Velvet & Sins: An MMF Dark Romance by L.K. Reid

Velvet & Sins: An MMF Dark Romance by L.K. Reid

Author:L.K. Reid [Reid, L.K.]
Language: eng
Format: epub
Published: 2023-05-25T16:00:00+00:00


11

EVELYN

I haven’t been able to move away from the spot on my bed since Cillian left, and when he didn’t return back home last night, I realized how fucked up it was craving someone I’ve just met like this. I needed his soft smile, the sadness in his eyes, the way he held me and the way he needed me, and the moment all those thoughts came through my mind, I fucking hated myself because it felt as if I was using him to erase my own thoughts.

We were both fucked up in our own ways, maybe him more than me, but I needed him to forget the night that I could never erase from my mind.

What I hated the most was the fact that I cared about him. God, I cared about a man who was probably a murderer, a monster in its own name, and I couldn’t fight it. The way he clung to me, the way he called out my name when we hid inside his room, only the two of us, it all called to the dark parts of my soul I rarely let out to play. My mom always told me I often went for the broken ones because I recognized in them what I always carried deep inside my heart.

And Cillian—he was a man on the brink of falling apart, and I wanted to bring him back to life. I did it as well. I saw light in those whiskey eyes as he fell apart for me, as we both reached the high we craved.

And now he wasn’t here.

He'd left me all alone, doing God knows what, and I would be lying if I said that I didn’t hate it more than I should. I should’ve been happy, figuring out a way to get out of here, but I didn’t want to leave. I wanted to belong to him, to Christian who fucking pissed me off with his little display yesterday.

I smiled when I remembered the jealousy shining through his eyes, and I had a feeling that Cillian had no idea what his friend felt for him. I also had a feeling that it wasn’t one sided, and while it should’ve scared me, it made me feel alive, being there with the two of them. I wanted Cillian to be happy, to be sated, to get what he so desperately needed, and me?
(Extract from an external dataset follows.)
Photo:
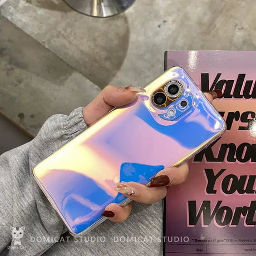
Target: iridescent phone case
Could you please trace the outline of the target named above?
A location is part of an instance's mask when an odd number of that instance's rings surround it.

Well, I wanted them both in my bed, in my life, no matter how fucked up it all sounded.

It was fast, this attraction I harbored, but I didn’t want to fight it. I just wanted them both back so that I could tell them I wasn’t going anywhere even if they wanted me gone.

But Cillian wasn’t here and neither was Christian, and I hated the needy parts of me that wanted to wrap around both of them, trapping them in this room from where I never wanted to leave.

I pulled myself up from the bed, still wearing Cillian’s shirt, and looked at the gray skies above Velvet City.